Au cœur d’un paysage envoûtant, non loin de la pittoresque station balnéaire de Pirou-Plage, se dresse un ancien château du XIIe siècle, témoin d’un passé empreint de magie. Jadis demeure d’un puissant sorcier, seigneur des lieux, ce château renferme un secret des plus mystérieux. Les filles du sorcier, de véritables fées aux pouvoirs enchanteurs, avaient érigé cette résidence bien avant l’arrivée tumultueuse des envahisseurs normands. Cependant, leur quiétude fut troublée par l’irruption des pirates nordiques, ce qui les poussa à consulter d’antiques grimoires.
Dans un élan de désespoir, les fées décidèrent de se métamorphoser en oies sauvages pour échapper à la menace. Mais lorsque vint le moment de retrouver leur forme originelle, elles se retrouvèrent incapables de se souvenir de la formule magique qui les ramènerait à leur état initial. Depuis ce jour fatidique, chaque année, le 1er mars, leur troupeau mélancolique revient hanter les murs du château de Pirou, nichant dans les recoins qu’elles ont creusés depuis des siècles.
Un historien normand révéla une autre facette de cette légende fascinante : “Lorsqu’un garçon naissait dans la prestigieuse lignée des Pirou, les jars majestueux, déployant leurs magnifiques plumes grises, régnaient en maîtres dans les cours du château. En revanche, lorsqu’une fille venait au monde, les oies femelles, parées de plumes plus blanches que la neige, prenaient l’ascendant sur leurs congénères mâles. Si cette fille était destinée à embrasser une vie religieuse, une oie en particulier se démarquait parmi les autres. Solitaire, elle se retirait dans un coin sombre, se nourrissant à peine et murmurant des soupirs mélancoliques.”

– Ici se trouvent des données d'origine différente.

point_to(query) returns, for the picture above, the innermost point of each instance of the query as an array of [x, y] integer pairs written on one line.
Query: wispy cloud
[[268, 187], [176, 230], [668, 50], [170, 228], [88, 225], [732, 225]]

Cependant, une seconde version de cette légende troublante émergea. En l’an 909, des pirates normands débarquèrent à Créances et assiégèrent Godefroy le Rouge lors d’une grande fête qui battait son plein à Pirou. Face à l’obligation de se rendre, victimes de la famine, le seigneur et ses convives optèrent pour une échappatoire des plus inattendues : ils se transformèrent en oies sauvages et s’envolèrent vers les étendues sauvages de la lande. Pendant ce temps, les habitants de la garnison, métamorphosés en martin-pêcheur, s’envolèrent vers les étangs, à l’abri des regards indiscrets.
Le thème de la métamorphose des fées en oies évoquait immanquablement la légende enchanteresse des enfants-cygnes et des belles muses qui déposaient leur plumage de cygne pour se baigner, sur les rivages d’Ouessant. On prétendait que si quelqu’un venait à s’emparer de leurs précieuses plumes, elles l’emporteraient avec elles dans leur somptueux palais, suspendu aux nuages par quatre chaînes d’or.
Ainsi, l’histoire de ce château de Pirou plongeait ses racines dans un passé hanté par les sortilèges et les métamorphoses, où les oies sauvages étaient les gardiennes d’un mystère ancestral. Chaque année, lorsque le 1er mars revêtait ses premiers rayons printaniers, les murmures mélancoliques des fées se mêlaient au vent qui balayait les murs du château, laissant présager une magie ensorcelante prête à se dévoiler à ceux qui oseraient s’en approcher.